Bah, contrairement à ce que dit Geo, mais c'est une presque constante ;), pour moi Jean Ziegler est le seul depuis bien longtemps à avoir une vision holistique de la politique, du monde, de la vie, et rien que pour cela, je m'incline bien bas. Une vision tellement large, qu'elle est forcément incompréhensible par ceux qui limitent leur vision, mais un jour, dans longtemps, cette vision deviendra réalité.

Alors Merci M. Ziegler d'exister et surtout, svp, laissez des traces de votre passage et laissez quelques graines dans les cerveaux fertiles.

Écrit par : Jmemêledetout | 13/05/2014

@Geo

L'avantage avec deux commentateurs tels que nous, c'est que nous ne dissimulons pas notre répulsion respective :-)

Pour autant que cela reste dans le cadre du respect, cela me convient.

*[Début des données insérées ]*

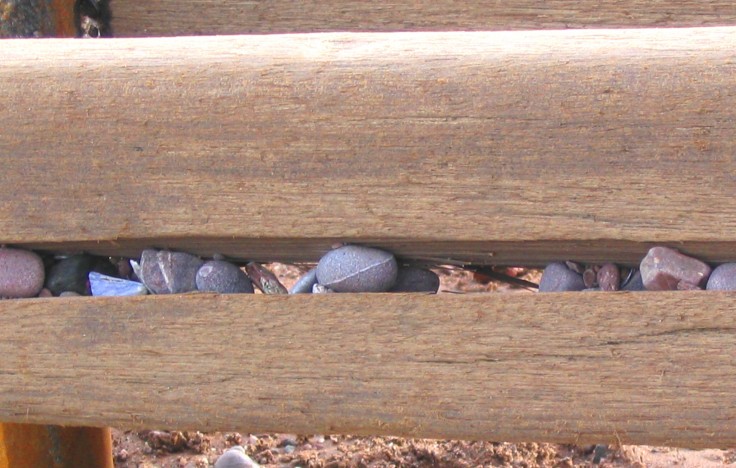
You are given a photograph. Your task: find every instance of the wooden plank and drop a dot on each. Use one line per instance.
(180, 17)
(435, 144)
(634, 368)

Je n'ai aucune peine à croire que vous trouviez mes propos hallucinants, vous raisonnez, et moi je résonne. C'est la même différence qu'il y a entre la faculté visuelle et la faculté auditive, entre le mental et la perception, entre le savoir et la connaissance. Certains ont les deux, et nous, n'avons qu'un des deux. Nous sommes donc tous deux des handicapés opposés LOL

Quant au délire, c'est votre vision à vous, avec votre regard sur les choses ou les gens et c'est votre droit de le voir comme cela, mais pas de l'imposer à l'autre comme une réalité.

Écrit par : Jmemêledetout | 13/05/2014

@Geo

L'avantage avec deux commentateurs tels que nous, c'est que nous ne dissimulons pas notre répulsion respective :-)

Pour autant que cela reste dans le cadre du respect, cela me convient.

Je n'ai aucune peine à croire que vous trouviez mes propos hallucinants, vous raisonnez, et moi je résonne. C'est la même différence qu'il y a entre la faculté visuelle et la faculté auditive, entre le mental et la perception, entre le savoir et la connaissance. Certains ont les deux, et nous, n'avons qu'un des deux. Nous sommes donc tous deux des handicapés opposés LOL

Quant au délire, c'est votre vision à vous, avec votre regard sur les choses ou les gens et c'est votre droit de le voir comme cela, mais pas de l'imposer à l'autre comme une réalité.